Der vor einem Jahr verstorbene Dokumentarfotograf Ivo Saglietti hat drei Mal den World Press Award gewonnen und war 20 Jahre Mitglied der Agentur „Zeitenspiegel“. Die Städtische Galerie Fellbach zeigt in einer Retrospektive seiner humanistischen Fotografien.
Aus Perspektive der einfachen Leute
Pinochet ist ein Zwerg. Winzig klein steht der chilenische Diktator an einem Fenster seines Regierungspalastes. Die eigentlichen Protagonisten sind Polizisten, die da Wache stehen, wo auch der Fotograf Ivo Saglietti die Szene eingefangen hat – down to earth, unten auf der Straße, bei den kleinen Leuten.
Das Foto vom Geburtstag des Gewaltherrschers ist das erste, worauf der Blick fällt, wenn man Sagliettis Ausstellung im Rathaus Fellbach betritt.
„Ihm ging es immer um das Menschliche. Anstelle der Macht hat er sich angeschaut, was die Konsequenzen dramatischer Ereignisse wie Gewalt, Seuchen und Kriege für einfache Leute sind.
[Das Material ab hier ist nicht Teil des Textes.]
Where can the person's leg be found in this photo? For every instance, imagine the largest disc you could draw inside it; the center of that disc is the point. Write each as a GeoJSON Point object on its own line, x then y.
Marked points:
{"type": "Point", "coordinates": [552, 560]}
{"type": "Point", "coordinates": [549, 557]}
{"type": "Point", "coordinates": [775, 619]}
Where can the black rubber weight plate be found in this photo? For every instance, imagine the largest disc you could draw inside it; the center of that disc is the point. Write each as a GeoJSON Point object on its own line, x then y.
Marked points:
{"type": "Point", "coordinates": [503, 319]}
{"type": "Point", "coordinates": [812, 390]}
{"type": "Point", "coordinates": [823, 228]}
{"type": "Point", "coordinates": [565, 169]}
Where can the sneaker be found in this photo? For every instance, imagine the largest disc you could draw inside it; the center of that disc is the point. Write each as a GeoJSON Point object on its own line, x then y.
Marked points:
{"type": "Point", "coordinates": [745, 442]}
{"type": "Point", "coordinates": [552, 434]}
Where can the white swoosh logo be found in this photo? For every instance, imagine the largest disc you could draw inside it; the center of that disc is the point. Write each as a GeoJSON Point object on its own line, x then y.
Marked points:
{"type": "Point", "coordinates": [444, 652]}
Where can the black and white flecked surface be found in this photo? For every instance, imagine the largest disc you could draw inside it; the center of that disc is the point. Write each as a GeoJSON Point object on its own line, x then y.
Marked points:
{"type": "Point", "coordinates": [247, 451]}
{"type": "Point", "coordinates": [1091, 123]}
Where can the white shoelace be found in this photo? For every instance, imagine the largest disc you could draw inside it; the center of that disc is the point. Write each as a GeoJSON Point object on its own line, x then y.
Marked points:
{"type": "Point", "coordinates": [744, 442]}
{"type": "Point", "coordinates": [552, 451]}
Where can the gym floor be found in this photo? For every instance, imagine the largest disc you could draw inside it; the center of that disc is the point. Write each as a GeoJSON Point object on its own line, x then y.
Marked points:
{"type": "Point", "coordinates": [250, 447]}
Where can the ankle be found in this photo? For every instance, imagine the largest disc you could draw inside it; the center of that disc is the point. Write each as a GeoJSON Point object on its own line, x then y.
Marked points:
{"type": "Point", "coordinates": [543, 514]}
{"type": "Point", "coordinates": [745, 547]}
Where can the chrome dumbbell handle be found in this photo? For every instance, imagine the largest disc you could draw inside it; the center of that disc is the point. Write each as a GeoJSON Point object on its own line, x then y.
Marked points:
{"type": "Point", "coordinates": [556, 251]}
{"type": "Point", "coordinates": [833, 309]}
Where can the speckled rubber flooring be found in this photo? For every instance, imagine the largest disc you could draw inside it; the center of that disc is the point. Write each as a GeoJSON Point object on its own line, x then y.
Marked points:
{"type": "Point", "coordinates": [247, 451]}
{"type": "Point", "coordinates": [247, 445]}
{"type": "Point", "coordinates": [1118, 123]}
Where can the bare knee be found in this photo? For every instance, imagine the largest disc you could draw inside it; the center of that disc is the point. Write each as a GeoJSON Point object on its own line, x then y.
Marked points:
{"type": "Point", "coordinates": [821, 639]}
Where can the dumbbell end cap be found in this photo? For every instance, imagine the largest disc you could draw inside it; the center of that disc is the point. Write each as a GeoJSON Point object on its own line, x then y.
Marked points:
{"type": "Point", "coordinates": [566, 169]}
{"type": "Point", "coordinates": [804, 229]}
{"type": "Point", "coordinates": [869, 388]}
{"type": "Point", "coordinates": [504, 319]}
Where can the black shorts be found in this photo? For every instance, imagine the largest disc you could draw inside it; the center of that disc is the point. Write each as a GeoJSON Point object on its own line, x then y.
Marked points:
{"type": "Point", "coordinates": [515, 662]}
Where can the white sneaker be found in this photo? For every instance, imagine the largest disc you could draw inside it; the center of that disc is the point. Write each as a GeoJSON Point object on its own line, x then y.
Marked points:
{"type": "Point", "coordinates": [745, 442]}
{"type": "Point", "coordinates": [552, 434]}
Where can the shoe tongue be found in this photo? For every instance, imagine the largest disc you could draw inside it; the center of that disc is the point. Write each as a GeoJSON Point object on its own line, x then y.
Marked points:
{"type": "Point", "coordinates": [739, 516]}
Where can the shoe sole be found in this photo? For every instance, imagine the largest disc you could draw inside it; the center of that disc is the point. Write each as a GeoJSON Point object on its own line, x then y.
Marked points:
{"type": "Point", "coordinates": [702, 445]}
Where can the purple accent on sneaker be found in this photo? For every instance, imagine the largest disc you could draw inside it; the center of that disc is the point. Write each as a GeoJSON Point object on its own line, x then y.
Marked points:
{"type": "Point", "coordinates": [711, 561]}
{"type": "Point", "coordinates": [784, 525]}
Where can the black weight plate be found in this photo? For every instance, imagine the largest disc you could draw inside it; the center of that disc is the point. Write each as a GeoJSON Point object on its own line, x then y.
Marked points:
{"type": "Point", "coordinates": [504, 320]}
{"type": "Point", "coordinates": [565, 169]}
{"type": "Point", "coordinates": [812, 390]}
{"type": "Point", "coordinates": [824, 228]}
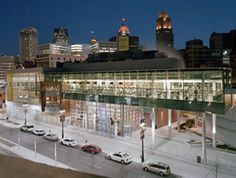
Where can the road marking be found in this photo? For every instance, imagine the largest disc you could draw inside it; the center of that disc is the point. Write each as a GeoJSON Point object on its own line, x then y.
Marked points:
{"type": "Point", "coordinates": [5, 142]}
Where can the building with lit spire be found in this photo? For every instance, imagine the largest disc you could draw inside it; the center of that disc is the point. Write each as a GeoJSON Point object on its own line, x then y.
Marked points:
{"type": "Point", "coordinates": [164, 33]}
{"type": "Point", "coordinates": [124, 41]}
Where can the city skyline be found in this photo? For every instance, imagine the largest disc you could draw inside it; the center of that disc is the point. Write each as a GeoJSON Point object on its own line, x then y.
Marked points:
{"type": "Point", "coordinates": [80, 18]}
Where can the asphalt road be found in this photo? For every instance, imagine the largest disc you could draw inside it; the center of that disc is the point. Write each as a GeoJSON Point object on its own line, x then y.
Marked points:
{"type": "Point", "coordinates": [76, 158]}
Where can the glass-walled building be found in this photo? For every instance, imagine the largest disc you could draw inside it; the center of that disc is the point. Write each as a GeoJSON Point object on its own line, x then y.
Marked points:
{"type": "Point", "coordinates": [115, 100]}
{"type": "Point", "coordinates": [189, 89]}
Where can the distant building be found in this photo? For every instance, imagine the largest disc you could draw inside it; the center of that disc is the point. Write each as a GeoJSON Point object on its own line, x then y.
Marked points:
{"type": "Point", "coordinates": [164, 33]}
{"type": "Point", "coordinates": [28, 45]}
{"type": "Point", "coordinates": [104, 47]}
{"type": "Point", "coordinates": [53, 55]}
{"type": "Point", "coordinates": [223, 47]}
{"type": "Point", "coordinates": [6, 63]}
{"type": "Point", "coordinates": [196, 54]}
{"type": "Point", "coordinates": [60, 36]}
{"type": "Point", "coordinates": [124, 41]}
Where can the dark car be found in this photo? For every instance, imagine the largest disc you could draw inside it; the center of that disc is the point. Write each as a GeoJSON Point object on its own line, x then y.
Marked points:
{"type": "Point", "coordinates": [27, 128]}
{"type": "Point", "coordinates": [94, 149]}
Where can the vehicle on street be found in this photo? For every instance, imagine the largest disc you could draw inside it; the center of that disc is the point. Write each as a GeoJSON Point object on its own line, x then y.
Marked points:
{"type": "Point", "coordinates": [94, 149]}
{"type": "Point", "coordinates": [157, 167]}
{"type": "Point", "coordinates": [27, 128]}
{"type": "Point", "coordinates": [124, 158]}
{"type": "Point", "coordinates": [39, 132]}
{"type": "Point", "coordinates": [68, 142]}
{"type": "Point", "coordinates": [51, 137]}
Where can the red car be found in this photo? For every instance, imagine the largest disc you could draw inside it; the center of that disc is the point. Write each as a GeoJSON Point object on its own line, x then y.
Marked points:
{"type": "Point", "coordinates": [94, 149]}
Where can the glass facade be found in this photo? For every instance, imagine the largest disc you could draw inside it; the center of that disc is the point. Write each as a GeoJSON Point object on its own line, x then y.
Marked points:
{"type": "Point", "coordinates": [101, 117]}
{"type": "Point", "coordinates": [201, 88]}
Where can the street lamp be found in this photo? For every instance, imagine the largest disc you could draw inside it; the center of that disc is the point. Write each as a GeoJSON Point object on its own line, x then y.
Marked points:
{"type": "Point", "coordinates": [142, 130]}
{"type": "Point", "coordinates": [24, 105]}
{"type": "Point", "coordinates": [62, 119]}
{"type": "Point", "coordinates": [25, 111]}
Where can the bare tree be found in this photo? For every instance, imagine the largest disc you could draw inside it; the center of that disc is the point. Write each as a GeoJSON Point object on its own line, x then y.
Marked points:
{"type": "Point", "coordinates": [216, 167]}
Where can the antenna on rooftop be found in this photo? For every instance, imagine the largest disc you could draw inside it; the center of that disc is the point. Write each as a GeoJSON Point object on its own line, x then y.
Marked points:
{"type": "Point", "coordinates": [28, 18]}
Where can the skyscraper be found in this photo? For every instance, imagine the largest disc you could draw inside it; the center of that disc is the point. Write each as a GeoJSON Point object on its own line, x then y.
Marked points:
{"type": "Point", "coordinates": [28, 45]}
{"type": "Point", "coordinates": [124, 41]}
{"type": "Point", "coordinates": [164, 33]}
{"type": "Point", "coordinates": [60, 36]}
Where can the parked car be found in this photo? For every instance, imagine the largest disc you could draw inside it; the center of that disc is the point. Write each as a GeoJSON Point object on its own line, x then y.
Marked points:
{"type": "Point", "coordinates": [39, 132]}
{"type": "Point", "coordinates": [94, 149]}
{"type": "Point", "coordinates": [68, 142]}
{"type": "Point", "coordinates": [51, 137]}
{"type": "Point", "coordinates": [120, 157]}
{"type": "Point", "coordinates": [158, 168]}
{"type": "Point", "coordinates": [27, 128]}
Sein Blick auf die Menschen war immer sehr respektvoll“, sagt die Turiner Kuratorin Tiziana Bonomo.
Viel internationale Anerkennung
Sie hat Saglietti Mitte der 90er Jahre kennengelernt, als er bereits einen von drei World Press Awards seiner Karriere gewonnen hatte. Mit konventionellem Bildjournalismus hatte das schon damals kaum noch zu tun.
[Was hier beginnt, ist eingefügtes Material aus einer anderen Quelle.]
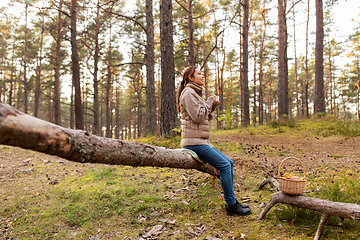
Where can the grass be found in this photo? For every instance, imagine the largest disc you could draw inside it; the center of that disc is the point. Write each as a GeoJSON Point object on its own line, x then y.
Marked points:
{"type": "Point", "coordinates": [93, 201]}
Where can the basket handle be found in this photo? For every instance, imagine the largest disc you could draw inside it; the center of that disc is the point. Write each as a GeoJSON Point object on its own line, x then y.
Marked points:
{"type": "Point", "coordinates": [288, 158]}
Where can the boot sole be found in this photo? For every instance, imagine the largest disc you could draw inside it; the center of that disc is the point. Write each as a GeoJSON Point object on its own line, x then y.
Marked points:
{"type": "Point", "coordinates": [238, 214]}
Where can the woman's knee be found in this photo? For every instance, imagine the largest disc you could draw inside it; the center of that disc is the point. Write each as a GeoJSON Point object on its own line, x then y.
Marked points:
{"type": "Point", "coordinates": [226, 165]}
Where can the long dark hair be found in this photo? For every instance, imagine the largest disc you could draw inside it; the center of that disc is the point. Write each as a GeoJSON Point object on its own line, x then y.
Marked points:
{"type": "Point", "coordinates": [189, 71]}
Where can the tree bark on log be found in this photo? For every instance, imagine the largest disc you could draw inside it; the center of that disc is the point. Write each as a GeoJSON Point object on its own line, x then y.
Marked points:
{"type": "Point", "coordinates": [327, 208]}
{"type": "Point", "coordinates": [22, 130]}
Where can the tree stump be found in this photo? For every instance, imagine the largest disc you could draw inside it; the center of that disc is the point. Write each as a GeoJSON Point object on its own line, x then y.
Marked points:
{"type": "Point", "coordinates": [327, 208]}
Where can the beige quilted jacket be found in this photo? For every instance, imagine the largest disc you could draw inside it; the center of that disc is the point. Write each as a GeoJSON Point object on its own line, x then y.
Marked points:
{"type": "Point", "coordinates": [195, 115]}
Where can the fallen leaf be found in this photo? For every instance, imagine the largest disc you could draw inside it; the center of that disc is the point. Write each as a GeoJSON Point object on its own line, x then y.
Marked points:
{"type": "Point", "coordinates": [154, 231]}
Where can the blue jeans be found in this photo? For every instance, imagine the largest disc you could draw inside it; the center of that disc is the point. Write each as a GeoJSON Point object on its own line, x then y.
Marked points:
{"type": "Point", "coordinates": [221, 162]}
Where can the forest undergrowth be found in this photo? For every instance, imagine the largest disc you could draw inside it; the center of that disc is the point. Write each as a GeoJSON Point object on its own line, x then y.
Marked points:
{"type": "Point", "coordinates": [46, 197]}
Zuvor hatte Saglietti einige Jahre Geschichten für die New York Times, Paris Match, Stern und Spiegel fotografiert, aber Zeitdruck und Oberflächlichkeit der Branche gingen ihm gegen den Strich.
„Es braucht Zeit für gute Bilder. Langsamkeit wurde seine fotografische Philosophie. Wenn er irgendwo hinkam, hat er am ersten Tag die Kamera gar nicht rausgeholt, sondern ist nur rumgelaufen, hat geschaut, mit den Leuten vor Ort gesprochen. Erst am Tag danach hat er mit dem Fotografieren begonnen“, sagt Tiziana Bonomo.
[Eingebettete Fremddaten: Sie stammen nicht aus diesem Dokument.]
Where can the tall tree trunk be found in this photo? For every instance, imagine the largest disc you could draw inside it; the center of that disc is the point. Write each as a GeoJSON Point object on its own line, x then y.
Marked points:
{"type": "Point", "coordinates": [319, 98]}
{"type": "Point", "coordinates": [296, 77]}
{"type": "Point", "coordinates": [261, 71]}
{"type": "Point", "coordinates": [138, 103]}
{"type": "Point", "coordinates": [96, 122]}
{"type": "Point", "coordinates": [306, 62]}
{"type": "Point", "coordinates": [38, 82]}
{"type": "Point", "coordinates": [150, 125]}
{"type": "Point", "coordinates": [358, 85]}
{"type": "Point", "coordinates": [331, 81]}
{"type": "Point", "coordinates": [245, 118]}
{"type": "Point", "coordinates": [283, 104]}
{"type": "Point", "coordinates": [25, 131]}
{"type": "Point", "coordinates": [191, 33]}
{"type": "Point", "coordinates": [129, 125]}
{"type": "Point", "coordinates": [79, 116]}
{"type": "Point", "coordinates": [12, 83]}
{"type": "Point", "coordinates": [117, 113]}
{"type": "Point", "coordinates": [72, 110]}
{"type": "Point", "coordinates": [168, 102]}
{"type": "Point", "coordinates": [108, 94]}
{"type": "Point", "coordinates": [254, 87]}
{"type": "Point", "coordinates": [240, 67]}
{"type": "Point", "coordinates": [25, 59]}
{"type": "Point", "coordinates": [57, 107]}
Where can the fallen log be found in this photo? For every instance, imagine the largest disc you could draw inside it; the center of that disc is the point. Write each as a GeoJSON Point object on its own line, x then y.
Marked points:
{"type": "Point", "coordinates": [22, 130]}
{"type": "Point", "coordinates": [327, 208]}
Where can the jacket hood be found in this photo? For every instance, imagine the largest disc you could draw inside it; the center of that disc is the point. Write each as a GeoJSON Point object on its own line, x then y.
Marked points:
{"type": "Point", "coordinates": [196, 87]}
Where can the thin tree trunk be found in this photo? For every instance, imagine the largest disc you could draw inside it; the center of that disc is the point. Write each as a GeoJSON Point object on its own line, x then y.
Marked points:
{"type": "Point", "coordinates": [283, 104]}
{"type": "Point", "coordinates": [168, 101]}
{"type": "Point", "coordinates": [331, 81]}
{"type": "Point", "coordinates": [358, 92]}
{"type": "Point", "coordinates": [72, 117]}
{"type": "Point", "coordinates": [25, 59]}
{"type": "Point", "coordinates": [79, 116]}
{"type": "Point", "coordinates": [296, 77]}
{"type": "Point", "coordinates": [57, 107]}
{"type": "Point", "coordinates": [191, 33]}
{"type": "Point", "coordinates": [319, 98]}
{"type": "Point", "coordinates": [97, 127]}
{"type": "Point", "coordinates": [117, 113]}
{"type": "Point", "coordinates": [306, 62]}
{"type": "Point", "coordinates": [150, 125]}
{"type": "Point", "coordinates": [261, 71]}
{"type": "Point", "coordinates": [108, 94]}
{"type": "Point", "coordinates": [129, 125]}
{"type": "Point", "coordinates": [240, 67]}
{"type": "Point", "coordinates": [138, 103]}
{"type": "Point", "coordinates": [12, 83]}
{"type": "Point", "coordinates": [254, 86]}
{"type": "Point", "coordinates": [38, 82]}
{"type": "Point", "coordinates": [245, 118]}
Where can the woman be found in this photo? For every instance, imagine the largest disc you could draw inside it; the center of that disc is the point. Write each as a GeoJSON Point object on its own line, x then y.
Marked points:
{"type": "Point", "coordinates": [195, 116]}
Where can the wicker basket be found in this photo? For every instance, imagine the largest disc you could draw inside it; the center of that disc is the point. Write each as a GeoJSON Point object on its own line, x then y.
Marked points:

Saglietti muss ein rigoroser Dickschädel gewesen sein, zum Glück für sein Werk. Solche Bildautoren mögen sie in der Remstaler Agentur „Zeitenspiegel“, wo eine selbstbewusste Autoren-Fotografie mit gesellschaftskritischem Anspruch gepflegt wird.
Um sich das leisten zu können, bietet die Agentur auch Fotografie für Firmenkunden – was mit Ivo Saglietti allerdings nie zu machen war.
Zwei Jahrzehnte für den „Zeitenspiegel“ unterwegs
Uli Reinhard vom „Zeitenspiegel“ erzählt, wie Saglietti 2004 für seine Langzeit-Serie über Palästina zur Beerdigung von Jassir Arafat fuhr: “Wir dachten, wenn er jetzt eh schon dort wäre, dann könnte er gleich die Filiale von Mercedes in Haifa fotografieren. Er kam mit entsetzlichen Bildern zurück, wir mussten noch mal jemand hinschicken. Wenn man Ivo aber machen ließ, wenn man ihn seine Themen wählen ließ, dann bekam man begnadete Bilder.“
Konsequent schwarz-weiß
Das bestätigt die Ausstellung in Fellbach auf beeindruckende Weise. Ivo Saglietti hat ein sensationelles Gespür für Konstellationen von Menschen, Dingen, Licht und Schatten.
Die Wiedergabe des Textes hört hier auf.